Aberrant diastolic calcium (Ca) release due to leaky ryanodine receptors (RyR2s) has been recently associated with atrial fibrillation (AF) and catecholaminergic polymorphic ventricular tachycardia (CPVT). However, it remains unclear how diastolic Ca release contributes to the rising of rapid repetitive focal activity, which is considered as a common AF triggering mechanism. To address this question, we conducted simultaneous voltage/Ca optical mapping in atrial tissue and one-/two-dimensional confocal imaging in atrial tissue and myocytes from wild-type (WT, n=15) and CPVT mice lacking calsequestrin 2 (Casq2(-/-), n=45), which promotes diastolic Ca release. During -adrenergic stimulation (100nm isoproterenol), only Casq2(-/-)atrial myocytes showed pacing-induced self-sustained repetitive activity (31 +/- 21s vs. none in WT). Importantly, in atrial tissue, this repetitive activity could translate to Ca-dependent focal arrhythmia. Ectopic action potential (AP) firing during repetitive activity occurred only when diastolic Ca release achieved a sufficient level of synchronization. The AP, in turn, synchronized subsequent diastolic Ca release by temporally aligning multiple sources of Ca waves both within individual myocytes and throughout the atrial tissue.

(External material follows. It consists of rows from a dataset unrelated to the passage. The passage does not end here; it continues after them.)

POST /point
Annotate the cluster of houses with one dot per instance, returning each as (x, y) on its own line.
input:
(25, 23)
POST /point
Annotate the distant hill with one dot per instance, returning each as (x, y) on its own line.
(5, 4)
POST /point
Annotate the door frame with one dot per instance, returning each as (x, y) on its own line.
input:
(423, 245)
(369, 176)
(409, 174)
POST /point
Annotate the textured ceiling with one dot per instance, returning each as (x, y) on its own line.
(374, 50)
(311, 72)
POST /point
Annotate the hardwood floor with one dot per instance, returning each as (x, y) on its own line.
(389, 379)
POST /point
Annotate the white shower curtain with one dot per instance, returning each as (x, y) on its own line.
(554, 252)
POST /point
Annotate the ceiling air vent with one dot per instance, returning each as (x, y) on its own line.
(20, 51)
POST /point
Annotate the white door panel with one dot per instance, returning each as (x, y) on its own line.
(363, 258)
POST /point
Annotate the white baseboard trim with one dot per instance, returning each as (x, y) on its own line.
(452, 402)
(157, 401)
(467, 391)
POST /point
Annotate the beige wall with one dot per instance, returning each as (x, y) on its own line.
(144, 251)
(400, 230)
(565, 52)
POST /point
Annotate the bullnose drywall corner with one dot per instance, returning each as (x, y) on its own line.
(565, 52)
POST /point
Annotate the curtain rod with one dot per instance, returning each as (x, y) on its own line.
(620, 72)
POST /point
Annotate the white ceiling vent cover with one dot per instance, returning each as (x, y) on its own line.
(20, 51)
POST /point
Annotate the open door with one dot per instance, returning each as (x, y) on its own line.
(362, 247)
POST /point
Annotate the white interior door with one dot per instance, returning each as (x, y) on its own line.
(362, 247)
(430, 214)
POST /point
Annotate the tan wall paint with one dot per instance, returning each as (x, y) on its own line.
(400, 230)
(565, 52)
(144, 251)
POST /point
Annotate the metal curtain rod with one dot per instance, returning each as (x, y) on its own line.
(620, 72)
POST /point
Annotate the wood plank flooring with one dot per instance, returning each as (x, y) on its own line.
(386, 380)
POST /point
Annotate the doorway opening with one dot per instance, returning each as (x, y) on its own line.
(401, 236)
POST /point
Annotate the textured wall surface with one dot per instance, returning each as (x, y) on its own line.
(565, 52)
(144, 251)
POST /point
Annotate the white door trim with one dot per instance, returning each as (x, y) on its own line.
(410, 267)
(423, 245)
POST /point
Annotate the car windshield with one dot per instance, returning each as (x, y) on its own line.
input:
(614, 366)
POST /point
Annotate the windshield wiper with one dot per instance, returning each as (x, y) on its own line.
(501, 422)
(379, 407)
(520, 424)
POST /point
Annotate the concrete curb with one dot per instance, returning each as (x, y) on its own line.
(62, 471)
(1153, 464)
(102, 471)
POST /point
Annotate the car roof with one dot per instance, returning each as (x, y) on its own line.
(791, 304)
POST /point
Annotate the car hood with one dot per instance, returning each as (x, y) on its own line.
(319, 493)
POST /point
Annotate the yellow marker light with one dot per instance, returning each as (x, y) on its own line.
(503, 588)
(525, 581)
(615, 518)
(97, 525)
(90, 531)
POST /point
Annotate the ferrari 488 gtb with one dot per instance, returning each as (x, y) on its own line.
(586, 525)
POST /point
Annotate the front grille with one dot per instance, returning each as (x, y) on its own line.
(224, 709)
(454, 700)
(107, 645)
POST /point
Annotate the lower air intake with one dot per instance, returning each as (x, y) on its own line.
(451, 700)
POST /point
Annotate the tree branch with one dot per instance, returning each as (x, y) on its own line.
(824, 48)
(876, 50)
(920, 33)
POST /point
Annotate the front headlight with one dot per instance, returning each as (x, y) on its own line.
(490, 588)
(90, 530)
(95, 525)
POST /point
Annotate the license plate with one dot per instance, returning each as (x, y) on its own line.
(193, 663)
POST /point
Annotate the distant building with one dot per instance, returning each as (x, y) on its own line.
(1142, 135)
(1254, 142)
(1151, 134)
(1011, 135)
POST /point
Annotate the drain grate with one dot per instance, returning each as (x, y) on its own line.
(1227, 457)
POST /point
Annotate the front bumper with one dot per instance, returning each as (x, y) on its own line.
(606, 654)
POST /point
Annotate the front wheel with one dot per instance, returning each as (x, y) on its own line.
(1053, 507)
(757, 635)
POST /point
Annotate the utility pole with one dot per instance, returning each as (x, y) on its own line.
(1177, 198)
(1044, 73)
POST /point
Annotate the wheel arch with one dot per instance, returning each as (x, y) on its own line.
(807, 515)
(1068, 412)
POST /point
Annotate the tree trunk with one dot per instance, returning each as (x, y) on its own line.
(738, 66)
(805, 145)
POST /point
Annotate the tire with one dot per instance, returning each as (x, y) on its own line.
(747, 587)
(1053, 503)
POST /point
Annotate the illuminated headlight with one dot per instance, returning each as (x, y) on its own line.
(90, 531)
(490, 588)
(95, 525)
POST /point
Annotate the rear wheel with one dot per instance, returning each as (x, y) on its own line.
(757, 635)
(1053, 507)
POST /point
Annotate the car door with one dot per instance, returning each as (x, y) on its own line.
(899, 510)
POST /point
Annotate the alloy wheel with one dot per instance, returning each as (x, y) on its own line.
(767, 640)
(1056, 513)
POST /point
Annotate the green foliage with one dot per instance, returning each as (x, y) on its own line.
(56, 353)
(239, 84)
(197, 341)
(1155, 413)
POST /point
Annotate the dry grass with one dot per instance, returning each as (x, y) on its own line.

This alternating interplay between AP and diastolic Ca release perpetuates the self-sustaining repetitive activity. In fact, pharmacological disruption of synchronized diastolic Ca release (by ryanodine) prevented aberrant APs; and vice versa, the inhibition of AP (by TTX or 0 Na, 0 Ca solution) de-synchronized diastolic Ca release. Taken together, these results suggest that a cyclical interaction between synchronized diastolic Ca release and AP forms a pathological rhythm generator that is involved in Ca-dependent atrial arrhythmias in CPVT.